Why use authenticated numbers for outbound calling?
Implementing authenticated numbers in your outbound calling strategy is crucial for
- Ensuring compliance,
- Enhancing your company’s reputation,
- And increasing call answer rates.
Here’s how:
Compliance with regulations
As a business owner or VoIP reseller, The FCC mandates the implementation of STIR/SHAKEN protocols to combat caller ID spoofing and reduce suspicious calls.
By authenticating your outbound calls, you adhere to these regulations, demonstrating your commitment to lawful communication practices and protecting your business from potential legal and financial repercussions.
Improved company reputation
Authenticated calls display verified caller ID information, which helps build trust with your customers since you now have certificate authority.
When recipients see that a call is from a confirmed source, they are more likely to engage positively— a.k.a., they’re prone to picking up.

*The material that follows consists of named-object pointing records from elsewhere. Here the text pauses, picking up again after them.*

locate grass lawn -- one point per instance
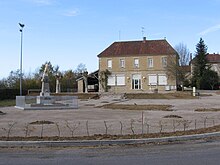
(6, 103)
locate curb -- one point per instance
(93, 143)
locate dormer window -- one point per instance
(150, 63)
(122, 63)
(164, 61)
(109, 63)
(136, 63)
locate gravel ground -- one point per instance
(89, 119)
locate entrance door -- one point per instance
(136, 81)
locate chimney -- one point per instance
(144, 39)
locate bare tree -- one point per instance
(178, 65)
(184, 54)
(87, 127)
(8, 130)
(58, 129)
(132, 126)
(106, 127)
(121, 128)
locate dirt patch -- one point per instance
(2, 113)
(150, 107)
(114, 137)
(89, 105)
(208, 110)
(172, 116)
(41, 122)
(176, 95)
(80, 95)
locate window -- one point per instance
(136, 81)
(120, 79)
(136, 63)
(109, 63)
(116, 80)
(152, 79)
(164, 61)
(111, 80)
(122, 63)
(162, 79)
(150, 63)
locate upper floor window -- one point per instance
(150, 63)
(136, 63)
(109, 63)
(122, 63)
(164, 61)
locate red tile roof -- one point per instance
(186, 68)
(213, 58)
(138, 48)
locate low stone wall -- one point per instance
(46, 102)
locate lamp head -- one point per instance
(21, 25)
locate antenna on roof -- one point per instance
(142, 31)
(119, 35)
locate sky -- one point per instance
(70, 32)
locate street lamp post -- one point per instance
(21, 30)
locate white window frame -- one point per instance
(122, 63)
(111, 80)
(152, 79)
(162, 79)
(109, 63)
(120, 79)
(136, 83)
(150, 62)
(164, 61)
(136, 62)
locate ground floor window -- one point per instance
(116, 80)
(157, 79)
(136, 81)
(152, 79)
(162, 79)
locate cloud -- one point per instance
(210, 30)
(71, 13)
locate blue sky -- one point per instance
(70, 32)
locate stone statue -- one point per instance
(58, 78)
(45, 89)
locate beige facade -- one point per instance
(144, 72)
(80, 86)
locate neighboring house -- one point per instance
(138, 66)
(213, 61)
(88, 83)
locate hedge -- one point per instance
(6, 94)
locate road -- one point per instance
(196, 153)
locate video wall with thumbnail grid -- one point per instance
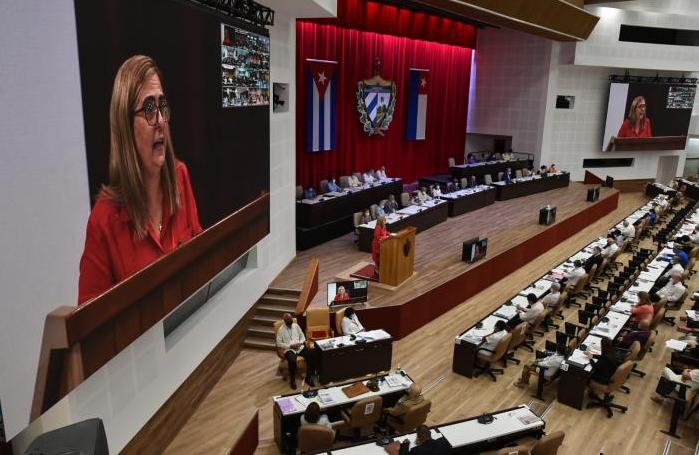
(244, 67)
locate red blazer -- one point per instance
(111, 251)
(627, 130)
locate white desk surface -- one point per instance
(296, 404)
(504, 423)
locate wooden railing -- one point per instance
(77, 341)
(310, 287)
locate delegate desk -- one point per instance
(525, 186)
(343, 358)
(469, 199)
(422, 217)
(489, 167)
(468, 436)
(288, 409)
(330, 215)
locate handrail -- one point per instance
(310, 287)
(77, 341)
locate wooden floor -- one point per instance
(426, 354)
(438, 249)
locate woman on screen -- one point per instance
(148, 207)
(636, 124)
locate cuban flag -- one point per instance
(321, 105)
(417, 103)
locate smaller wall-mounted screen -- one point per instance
(648, 116)
(244, 67)
(346, 292)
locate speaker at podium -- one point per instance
(547, 215)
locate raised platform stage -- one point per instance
(442, 280)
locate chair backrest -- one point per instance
(634, 349)
(366, 412)
(549, 444)
(339, 316)
(313, 437)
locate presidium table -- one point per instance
(422, 217)
(525, 186)
(330, 215)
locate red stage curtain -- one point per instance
(354, 50)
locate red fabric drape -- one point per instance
(354, 51)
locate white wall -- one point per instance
(510, 86)
(45, 208)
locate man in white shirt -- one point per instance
(350, 323)
(552, 297)
(610, 249)
(574, 275)
(292, 342)
(628, 230)
(674, 289)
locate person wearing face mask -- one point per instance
(291, 342)
(147, 209)
(333, 186)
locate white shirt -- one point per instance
(609, 250)
(351, 325)
(491, 341)
(672, 291)
(575, 275)
(287, 336)
(533, 312)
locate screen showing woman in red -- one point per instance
(637, 124)
(148, 207)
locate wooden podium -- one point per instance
(397, 257)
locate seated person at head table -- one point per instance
(551, 299)
(491, 340)
(366, 217)
(380, 209)
(392, 205)
(644, 310)
(350, 323)
(529, 315)
(595, 259)
(611, 247)
(354, 181)
(333, 187)
(674, 289)
(640, 334)
(574, 275)
(312, 416)
(341, 294)
(310, 193)
(424, 444)
(407, 402)
(628, 230)
(676, 266)
(687, 376)
(549, 364)
(292, 342)
(603, 369)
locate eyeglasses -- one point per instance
(150, 110)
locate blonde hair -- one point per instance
(126, 185)
(633, 118)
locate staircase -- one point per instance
(270, 308)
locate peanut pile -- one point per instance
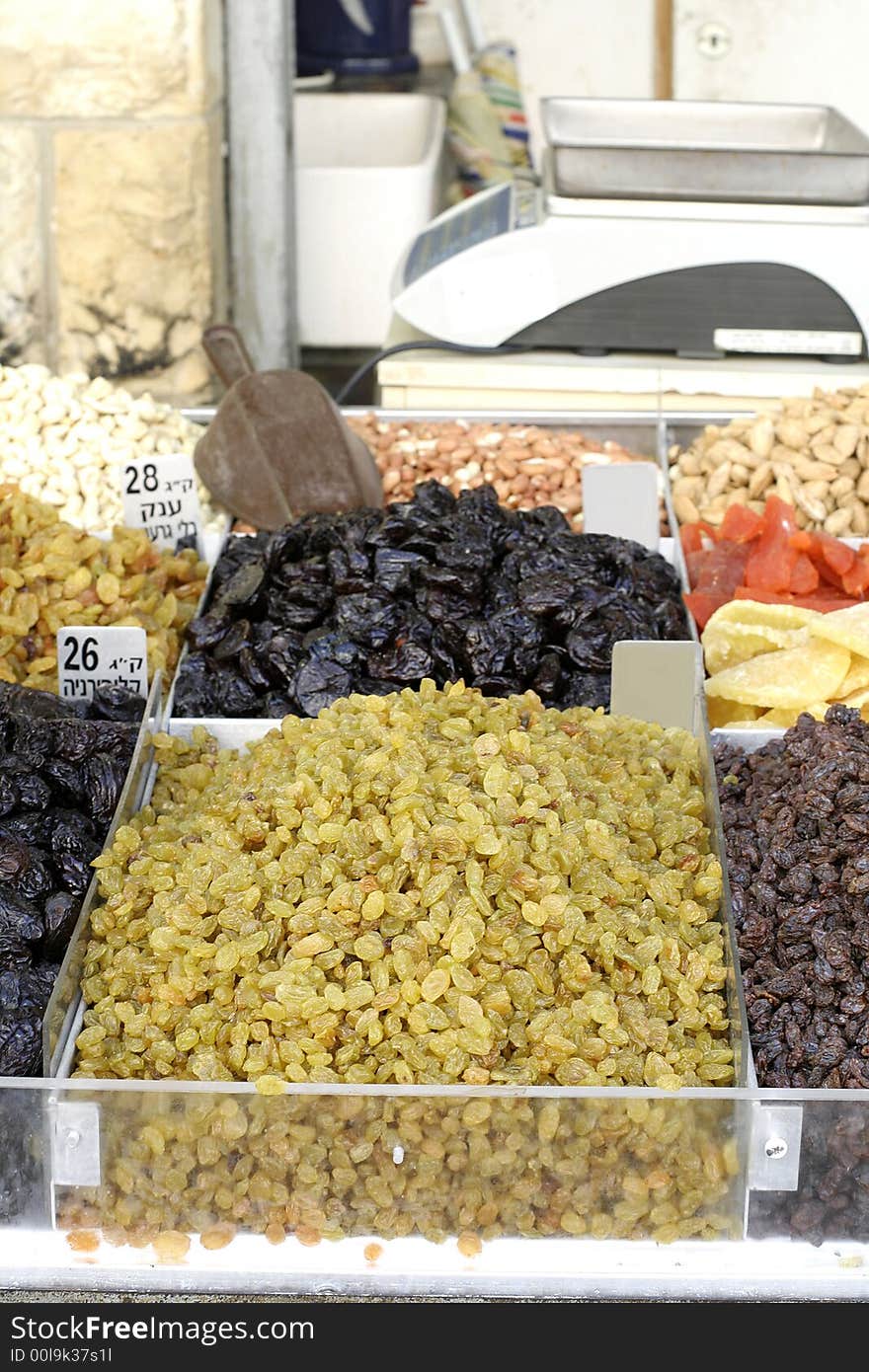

This transparency not only fosters trust but also enhances your brand’s credibility and reputation in the market.
Increased call answer rates
Calls from authenticated numbers are less likely to be marked as spam or fraudulent by carriers and call-blocking apps. This increases the likelihood that your calls will reach the intended recipients and be answered.
And, as you can imagine, higher answer rates lead to more successful customer interactions and can significantly improve your outreach efforts.
Stay compliant with VoIP.ms
VoIP.ms is fully compliant with the new STIR/SHAKEN stipulations and continues to sign outbound calls from U.S. phone numbers using its own certificate.
As a business, you still need to ensure you are compliant with the FCC, but you can be ahead of the curve by opting for a reliable VoIP provider that’s served over 100,000 customers worldwide with their telecommunications needs.
STIR/SHAKEN FAQ
Don’t see a question you need answered? Ask it directly to our Sales Team!
1. What is robocalling and number spoofing?
Robocalling refers to the use of automated dialing systems to deliver pre-recorded messages. While some robocalls are legal (like those from schools or healthcare providers), many are used for scams or unauthorized telemarketing regardless of your phone company.
Number spoofing occurs when a caller deliberately falsifies the information transmitted to your caller ID to disguise their identity, often impersonating a local or trusted number to increase the chance of the call being answered.
2. What does an attestation rating of a call mean?
Under the STIR/SHAKEN solution, each call receives an “attestation level” that indicates how confidently the originating provider can verify the caller’s identity and their right to use the number:
- Full Attestation (A): The provider knows the caller and confirms they are authorized to use the calling number.
- Partial Attestation (B): The provider knows the caller but cannot verify the number’s ownership.
- Gateway Attestation (C): The provider is simply passing the call through and cannot verify the source.
These ratings help downstream providers and call-blocking tools assess whether a call is trustworthy.
3. How does STIR/SHAKEN help reduce robocalls?
STIR/SHAKEN works by cryptographically assigning incoming calls with a certificate that says they are from the number it claims to originate from. When calls are authenticated and receive a high attestation level, recipients and carriers can trust that the caller ID is confirmed.
When calls can’t be verified or receive lower attestation ratings, they may be flagged, blocked, or sent to voicemail. This system significantly reduces the success rate of suspicious robocalls and helps rebuild consumer trust in answering phone calls.